Great article, thank you for the information.
In recent years I have had the pleasure of migrating a Messaging system from Exchange 2003 to Exchange 2010. We employed a 3rd party stubbing and archiving solution in Exchange 2003, and have since brought online the same 3rd party stubbing and archiving solution for our Exchange 2010 environment.
With Exchange 2003 we experienced a large space savings with stubbing. As mentioned above, the 4k page files in Exchange 2003 and the "old online defrag" process must have contributed to these savings.
In Exchange 2010 we experience a great loss of space savings over time with stubbing. In our environment thousands of emails are stubbed daily. We must stub items due to the fact we are highly consolidated and due to the high load our system has.
Databases grow consistently over time and space, which we are calling "Unaccountable", grows as well.
One example of an Exchange 2010 database that is 8 months old:
Database-A:
File Size: 170GB
Sum of Mailboxes: 88.6GB
Whitespace: 1.1GB
Total Version/Dumpster store: 2.6GB
Items stubbed during 8 months: Hundreds of thousands
Unaccountable Space: 77GB
If a new database is created and the mailbox data moved to the new database, the size of new database will be close to 90-95GB. This is probably due to the mailbox moves placing data in a contiguous manner.

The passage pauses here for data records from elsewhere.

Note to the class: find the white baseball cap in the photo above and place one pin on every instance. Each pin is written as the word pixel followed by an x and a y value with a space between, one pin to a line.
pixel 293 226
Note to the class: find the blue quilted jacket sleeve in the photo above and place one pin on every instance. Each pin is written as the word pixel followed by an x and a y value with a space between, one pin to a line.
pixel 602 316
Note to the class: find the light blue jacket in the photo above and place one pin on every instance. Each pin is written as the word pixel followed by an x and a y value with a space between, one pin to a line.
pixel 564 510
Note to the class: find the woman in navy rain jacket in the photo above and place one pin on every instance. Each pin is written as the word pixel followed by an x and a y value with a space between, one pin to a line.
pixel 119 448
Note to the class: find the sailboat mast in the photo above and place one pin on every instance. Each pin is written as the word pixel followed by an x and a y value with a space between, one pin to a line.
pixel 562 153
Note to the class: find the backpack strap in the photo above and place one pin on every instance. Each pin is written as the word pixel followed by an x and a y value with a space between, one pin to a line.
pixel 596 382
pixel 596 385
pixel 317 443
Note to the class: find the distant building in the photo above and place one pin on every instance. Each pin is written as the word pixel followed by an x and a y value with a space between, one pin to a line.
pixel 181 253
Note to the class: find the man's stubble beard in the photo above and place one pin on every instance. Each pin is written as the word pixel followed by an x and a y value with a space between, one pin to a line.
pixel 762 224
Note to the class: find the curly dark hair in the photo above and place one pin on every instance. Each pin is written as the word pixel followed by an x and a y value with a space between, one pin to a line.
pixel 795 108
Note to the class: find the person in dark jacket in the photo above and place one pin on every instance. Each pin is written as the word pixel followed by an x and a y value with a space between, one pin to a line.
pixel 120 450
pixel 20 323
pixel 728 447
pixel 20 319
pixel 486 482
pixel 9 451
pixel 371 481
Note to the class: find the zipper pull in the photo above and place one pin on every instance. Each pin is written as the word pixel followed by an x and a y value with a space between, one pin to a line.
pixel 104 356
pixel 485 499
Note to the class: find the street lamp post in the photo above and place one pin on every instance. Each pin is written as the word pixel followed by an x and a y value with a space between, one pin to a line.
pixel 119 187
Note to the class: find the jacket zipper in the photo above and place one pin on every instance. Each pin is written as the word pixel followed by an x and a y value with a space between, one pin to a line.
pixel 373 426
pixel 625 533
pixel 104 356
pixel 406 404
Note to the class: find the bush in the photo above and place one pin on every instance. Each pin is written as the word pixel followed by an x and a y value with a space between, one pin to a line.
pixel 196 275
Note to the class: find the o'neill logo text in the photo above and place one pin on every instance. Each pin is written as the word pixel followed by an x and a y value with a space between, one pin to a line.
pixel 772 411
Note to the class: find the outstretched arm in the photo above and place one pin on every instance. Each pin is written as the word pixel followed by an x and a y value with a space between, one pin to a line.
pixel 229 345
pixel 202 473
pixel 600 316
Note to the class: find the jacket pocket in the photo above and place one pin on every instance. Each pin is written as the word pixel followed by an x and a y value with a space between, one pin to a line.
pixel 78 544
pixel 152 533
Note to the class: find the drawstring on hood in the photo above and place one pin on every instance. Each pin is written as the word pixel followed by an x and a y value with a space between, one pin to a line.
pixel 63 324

Our Exchange database environment totals 4.2TB in files, however our mailbox data totals only 2.1GB. We employ a manual process of database recreation often to keep our storage under a certain total size. Constant database recreation (although easier in Exch2010) is not one of our desired weekly routines.

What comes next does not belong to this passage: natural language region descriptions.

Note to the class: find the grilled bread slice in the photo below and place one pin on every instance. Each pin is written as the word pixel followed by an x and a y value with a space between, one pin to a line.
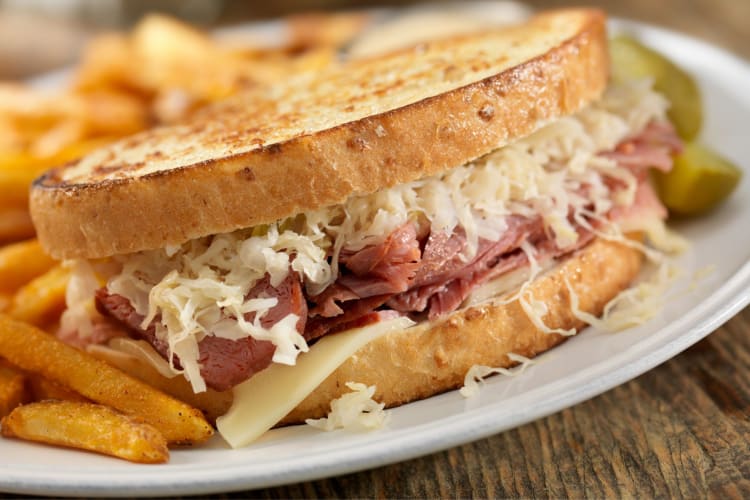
pixel 317 139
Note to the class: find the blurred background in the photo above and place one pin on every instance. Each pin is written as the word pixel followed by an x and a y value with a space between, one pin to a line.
pixel 37 35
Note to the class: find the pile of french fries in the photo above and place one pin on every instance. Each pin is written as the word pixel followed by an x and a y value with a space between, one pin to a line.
pixel 161 72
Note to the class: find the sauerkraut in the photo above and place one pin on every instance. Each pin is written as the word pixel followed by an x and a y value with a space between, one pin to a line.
pixel 201 287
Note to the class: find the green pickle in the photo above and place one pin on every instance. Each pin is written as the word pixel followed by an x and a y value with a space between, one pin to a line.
pixel 631 59
pixel 699 180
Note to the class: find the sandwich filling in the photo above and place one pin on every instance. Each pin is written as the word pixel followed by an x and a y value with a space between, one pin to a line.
pixel 223 307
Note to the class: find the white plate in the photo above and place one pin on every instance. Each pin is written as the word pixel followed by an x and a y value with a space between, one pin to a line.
pixel 585 366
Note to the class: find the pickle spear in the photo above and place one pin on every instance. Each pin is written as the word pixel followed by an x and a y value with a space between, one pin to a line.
pixel 699 180
pixel 632 60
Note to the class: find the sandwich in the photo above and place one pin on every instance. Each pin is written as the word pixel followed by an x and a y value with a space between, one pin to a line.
pixel 458 203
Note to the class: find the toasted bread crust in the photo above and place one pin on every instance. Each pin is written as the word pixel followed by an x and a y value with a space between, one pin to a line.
pixel 115 211
pixel 432 358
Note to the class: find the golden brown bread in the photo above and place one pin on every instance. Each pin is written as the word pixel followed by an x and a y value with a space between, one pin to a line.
pixel 432 358
pixel 315 141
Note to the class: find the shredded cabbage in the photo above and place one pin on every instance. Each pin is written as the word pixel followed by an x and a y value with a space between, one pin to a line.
pixel 354 410
pixel 477 373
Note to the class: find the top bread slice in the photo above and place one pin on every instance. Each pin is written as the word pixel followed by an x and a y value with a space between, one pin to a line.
pixel 317 139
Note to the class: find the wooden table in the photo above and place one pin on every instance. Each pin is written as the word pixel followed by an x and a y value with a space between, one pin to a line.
pixel 682 429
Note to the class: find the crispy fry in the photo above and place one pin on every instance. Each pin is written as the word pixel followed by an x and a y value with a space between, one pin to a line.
pixel 19 169
pixel 42 300
pixel 5 300
pixel 12 388
pixel 87 426
pixel 20 263
pixel 15 225
pixel 212 403
pixel 38 352
pixel 41 389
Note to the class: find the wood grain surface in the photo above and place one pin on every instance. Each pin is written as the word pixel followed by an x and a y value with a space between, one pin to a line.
pixel 680 430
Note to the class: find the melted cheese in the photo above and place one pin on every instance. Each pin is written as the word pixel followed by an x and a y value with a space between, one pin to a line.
pixel 263 400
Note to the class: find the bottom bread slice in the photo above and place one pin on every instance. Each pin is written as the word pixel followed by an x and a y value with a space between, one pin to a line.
pixel 434 357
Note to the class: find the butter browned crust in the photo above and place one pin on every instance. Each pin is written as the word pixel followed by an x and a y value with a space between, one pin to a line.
pixel 431 358
pixel 315 141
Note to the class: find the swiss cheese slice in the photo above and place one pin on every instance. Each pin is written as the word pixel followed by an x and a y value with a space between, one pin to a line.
pixel 263 400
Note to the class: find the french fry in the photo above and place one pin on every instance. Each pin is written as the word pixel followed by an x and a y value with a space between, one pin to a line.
pixel 12 388
pixel 19 169
pixel 42 300
pixel 5 301
pixel 42 389
pixel 87 426
pixel 38 352
pixel 20 263
pixel 212 403
pixel 15 225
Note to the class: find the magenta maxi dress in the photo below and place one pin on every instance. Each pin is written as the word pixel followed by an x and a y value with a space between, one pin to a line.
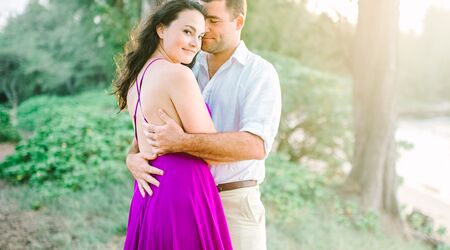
pixel 185 212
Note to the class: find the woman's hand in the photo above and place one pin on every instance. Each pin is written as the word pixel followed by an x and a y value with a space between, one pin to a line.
pixel 142 172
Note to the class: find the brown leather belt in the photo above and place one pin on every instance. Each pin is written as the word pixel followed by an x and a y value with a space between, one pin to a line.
pixel 235 185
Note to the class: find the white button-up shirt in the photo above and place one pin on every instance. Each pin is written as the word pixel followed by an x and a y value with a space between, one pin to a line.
pixel 243 95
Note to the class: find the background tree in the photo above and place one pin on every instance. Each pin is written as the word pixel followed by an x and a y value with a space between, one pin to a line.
pixel 374 70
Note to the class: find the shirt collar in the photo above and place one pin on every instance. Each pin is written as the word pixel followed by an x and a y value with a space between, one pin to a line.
pixel 240 55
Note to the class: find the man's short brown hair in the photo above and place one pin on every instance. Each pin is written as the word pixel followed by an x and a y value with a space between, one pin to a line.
pixel 235 7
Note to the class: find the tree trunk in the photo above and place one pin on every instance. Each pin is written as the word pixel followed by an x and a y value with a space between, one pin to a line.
pixel 374 67
pixel 148 6
pixel 10 90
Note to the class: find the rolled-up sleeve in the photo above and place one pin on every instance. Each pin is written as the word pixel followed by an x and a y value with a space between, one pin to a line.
pixel 260 108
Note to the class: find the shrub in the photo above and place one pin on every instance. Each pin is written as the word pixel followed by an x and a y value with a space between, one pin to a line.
pixel 8 132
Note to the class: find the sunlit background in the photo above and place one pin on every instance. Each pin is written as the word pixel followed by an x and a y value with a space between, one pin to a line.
pixel 310 44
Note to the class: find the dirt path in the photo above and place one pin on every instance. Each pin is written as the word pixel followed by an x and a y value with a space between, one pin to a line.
pixel 20 229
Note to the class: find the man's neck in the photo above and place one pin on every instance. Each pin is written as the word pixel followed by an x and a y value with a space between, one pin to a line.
pixel 215 61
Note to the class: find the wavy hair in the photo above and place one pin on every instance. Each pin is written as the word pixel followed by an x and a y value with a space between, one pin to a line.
pixel 141 47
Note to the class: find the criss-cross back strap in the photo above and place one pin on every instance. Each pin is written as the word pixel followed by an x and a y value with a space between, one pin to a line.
pixel 138 88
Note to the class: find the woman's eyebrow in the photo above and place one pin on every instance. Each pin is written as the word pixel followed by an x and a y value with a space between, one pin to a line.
pixel 192 27
pixel 213 17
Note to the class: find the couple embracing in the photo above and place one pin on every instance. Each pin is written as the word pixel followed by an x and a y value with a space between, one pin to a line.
pixel 202 129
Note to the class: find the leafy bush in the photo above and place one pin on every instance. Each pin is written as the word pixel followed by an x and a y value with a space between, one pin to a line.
pixel 8 132
pixel 316 114
pixel 289 186
pixel 76 141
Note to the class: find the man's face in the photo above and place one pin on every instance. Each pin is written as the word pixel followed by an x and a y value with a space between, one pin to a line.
pixel 221 30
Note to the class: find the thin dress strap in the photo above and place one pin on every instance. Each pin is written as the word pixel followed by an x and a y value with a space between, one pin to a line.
pixel 138 88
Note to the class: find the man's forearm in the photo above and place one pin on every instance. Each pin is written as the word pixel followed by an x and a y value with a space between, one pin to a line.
pixel 134 148
pixel 225 147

Although Exchange 2010 has implemented a native archiving solution, there are many customers that have legacy 3rd party repositories that would be hard to break from. The size of our native Exchange Archive mailboxes would require us to keep tens of terabytes of databases online to serve what we are required to offer our users in real-time. The 3rd party solution we use allows us to provide even lower cost storage than an Exchange database requires for this old data, and gives us back single item recovery which was lost in Exchange 2010 (for understandable design reasons).

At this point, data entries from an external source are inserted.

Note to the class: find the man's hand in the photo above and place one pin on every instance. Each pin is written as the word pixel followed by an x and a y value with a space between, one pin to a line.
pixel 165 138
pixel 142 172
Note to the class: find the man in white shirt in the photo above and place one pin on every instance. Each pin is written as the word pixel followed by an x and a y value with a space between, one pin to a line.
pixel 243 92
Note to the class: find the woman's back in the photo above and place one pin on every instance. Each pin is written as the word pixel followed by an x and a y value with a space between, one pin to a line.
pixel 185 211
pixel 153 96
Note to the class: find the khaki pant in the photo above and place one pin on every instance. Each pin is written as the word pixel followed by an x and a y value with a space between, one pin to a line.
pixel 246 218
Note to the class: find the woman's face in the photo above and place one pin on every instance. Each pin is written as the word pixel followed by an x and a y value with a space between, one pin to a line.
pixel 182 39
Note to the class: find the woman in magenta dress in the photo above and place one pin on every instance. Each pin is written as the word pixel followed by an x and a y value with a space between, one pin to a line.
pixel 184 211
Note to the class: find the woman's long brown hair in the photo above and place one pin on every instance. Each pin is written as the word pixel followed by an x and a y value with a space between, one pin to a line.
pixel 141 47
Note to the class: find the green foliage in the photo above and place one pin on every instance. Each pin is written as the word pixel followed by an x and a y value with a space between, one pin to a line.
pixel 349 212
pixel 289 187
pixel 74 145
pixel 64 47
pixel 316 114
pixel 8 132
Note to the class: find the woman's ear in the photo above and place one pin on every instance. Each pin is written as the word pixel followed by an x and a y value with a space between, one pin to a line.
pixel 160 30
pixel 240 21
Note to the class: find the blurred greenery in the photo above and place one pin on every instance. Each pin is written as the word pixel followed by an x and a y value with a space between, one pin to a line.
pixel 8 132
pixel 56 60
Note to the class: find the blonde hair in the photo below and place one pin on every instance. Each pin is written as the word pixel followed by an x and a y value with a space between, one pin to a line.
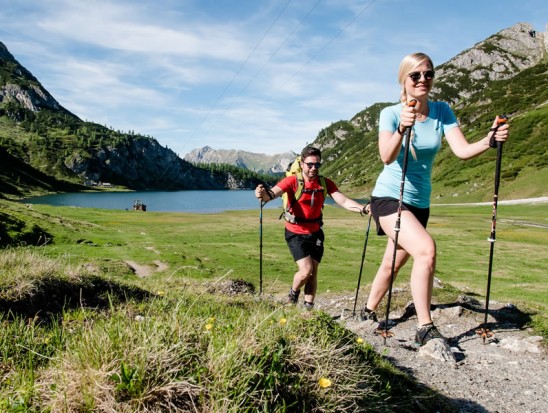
pixel 407 64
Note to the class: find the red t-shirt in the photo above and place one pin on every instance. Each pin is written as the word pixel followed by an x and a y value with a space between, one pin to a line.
pixel 304 207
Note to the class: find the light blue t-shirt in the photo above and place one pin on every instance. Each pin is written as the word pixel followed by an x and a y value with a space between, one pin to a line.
pixel 426 142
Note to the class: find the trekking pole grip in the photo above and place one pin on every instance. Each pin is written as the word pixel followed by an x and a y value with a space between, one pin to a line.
pixel 493 143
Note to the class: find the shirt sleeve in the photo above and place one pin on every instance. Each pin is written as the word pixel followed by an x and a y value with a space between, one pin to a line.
pixel 389 118
pixel 288 184
pixel 331 186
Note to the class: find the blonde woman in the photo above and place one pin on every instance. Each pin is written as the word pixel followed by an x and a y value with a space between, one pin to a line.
pixel 429 122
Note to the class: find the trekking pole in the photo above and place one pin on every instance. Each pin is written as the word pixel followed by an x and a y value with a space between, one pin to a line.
pixel 261 246
pixel 385 333
pixel 361 266
pixel 483 331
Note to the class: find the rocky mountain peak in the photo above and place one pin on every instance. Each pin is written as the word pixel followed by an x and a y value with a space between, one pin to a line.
pixel 498 57
pixel 20 86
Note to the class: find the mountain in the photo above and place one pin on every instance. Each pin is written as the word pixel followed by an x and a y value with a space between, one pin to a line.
pixel 258 162
pixel 504 74
pixel 47 138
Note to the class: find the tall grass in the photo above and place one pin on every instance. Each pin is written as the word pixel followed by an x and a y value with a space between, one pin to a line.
pixel 188 351
pixel 83 332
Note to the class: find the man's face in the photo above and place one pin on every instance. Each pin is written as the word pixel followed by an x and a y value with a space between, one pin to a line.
pixel 311 166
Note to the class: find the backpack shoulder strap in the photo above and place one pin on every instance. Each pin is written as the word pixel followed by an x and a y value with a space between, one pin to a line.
pixel 300 187
pixel 323 183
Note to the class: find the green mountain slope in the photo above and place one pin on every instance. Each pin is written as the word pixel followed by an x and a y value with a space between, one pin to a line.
pixel 351 152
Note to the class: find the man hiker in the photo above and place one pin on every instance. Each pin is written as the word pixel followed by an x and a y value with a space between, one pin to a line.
pixel 306 192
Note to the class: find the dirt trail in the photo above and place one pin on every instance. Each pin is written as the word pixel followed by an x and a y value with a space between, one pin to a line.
pixel 509 373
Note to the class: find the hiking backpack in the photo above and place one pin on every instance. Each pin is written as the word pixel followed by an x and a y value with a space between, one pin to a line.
pixel 295 169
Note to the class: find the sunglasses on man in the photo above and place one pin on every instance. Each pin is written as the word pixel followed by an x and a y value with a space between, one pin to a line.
pixel 416 76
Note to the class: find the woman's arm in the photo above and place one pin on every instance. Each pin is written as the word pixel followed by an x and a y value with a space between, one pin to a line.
pixel 465 150
pixel 390 142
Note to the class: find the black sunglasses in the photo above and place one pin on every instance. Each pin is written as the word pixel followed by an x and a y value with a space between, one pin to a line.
pixel 416 76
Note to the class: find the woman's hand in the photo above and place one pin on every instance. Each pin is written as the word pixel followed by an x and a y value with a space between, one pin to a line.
pixel 407 117
pixel 259 191
pixel 500 131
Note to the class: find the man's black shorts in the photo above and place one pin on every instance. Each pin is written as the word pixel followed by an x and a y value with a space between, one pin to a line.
pixel 384 206
pixel 303 245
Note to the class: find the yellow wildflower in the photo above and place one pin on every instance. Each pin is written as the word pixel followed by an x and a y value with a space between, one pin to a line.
pixel 324 383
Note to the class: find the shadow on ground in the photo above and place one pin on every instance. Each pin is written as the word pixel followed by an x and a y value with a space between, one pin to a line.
pixel 56 295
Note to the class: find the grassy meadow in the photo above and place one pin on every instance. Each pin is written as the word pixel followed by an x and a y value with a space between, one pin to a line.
pixel 84 331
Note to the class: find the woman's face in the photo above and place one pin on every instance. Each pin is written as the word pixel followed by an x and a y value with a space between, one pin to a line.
pixel 419 84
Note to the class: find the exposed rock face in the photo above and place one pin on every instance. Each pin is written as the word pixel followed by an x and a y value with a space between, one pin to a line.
pixel 142 164
pixel 257 162
pixel 500 56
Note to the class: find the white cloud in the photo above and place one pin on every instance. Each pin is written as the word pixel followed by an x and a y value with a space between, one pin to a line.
pixel 263 76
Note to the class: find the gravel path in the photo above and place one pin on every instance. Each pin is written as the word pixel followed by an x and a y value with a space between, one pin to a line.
pixel 507 373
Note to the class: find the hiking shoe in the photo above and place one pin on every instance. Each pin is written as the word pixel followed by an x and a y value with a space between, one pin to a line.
pixel 293 296
pixel 426 333
pixel 367 314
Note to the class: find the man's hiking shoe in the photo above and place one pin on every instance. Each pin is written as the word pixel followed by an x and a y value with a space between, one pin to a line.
pixel 367 314
pixel 426 333
pixel 293 297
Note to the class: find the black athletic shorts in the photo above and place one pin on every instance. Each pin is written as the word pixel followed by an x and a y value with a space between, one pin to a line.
pixel 383 206
pixel 303 245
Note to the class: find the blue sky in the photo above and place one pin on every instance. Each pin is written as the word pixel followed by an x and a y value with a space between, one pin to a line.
pixel 257 75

If it is the redesign of the nightly Online Maintenance routine that took away this intense form of mailbox content processing, there may be some enterprise customers still requiring this routine to function as before or at least close.
If it were possible to set a level of intrusiveness for the Online Maintenance routine, a Microsoft Exchange 2010 customer could set the balance between Disk I/o and database space reclamation that their system could handle.
Due to the high cost of requiring double the amount of space in our enterprise environment, we are working our way through our second Microsoft Professional Support case on this topic. I thank you for the above information. Hopefully our case will come to an enterprise level solution.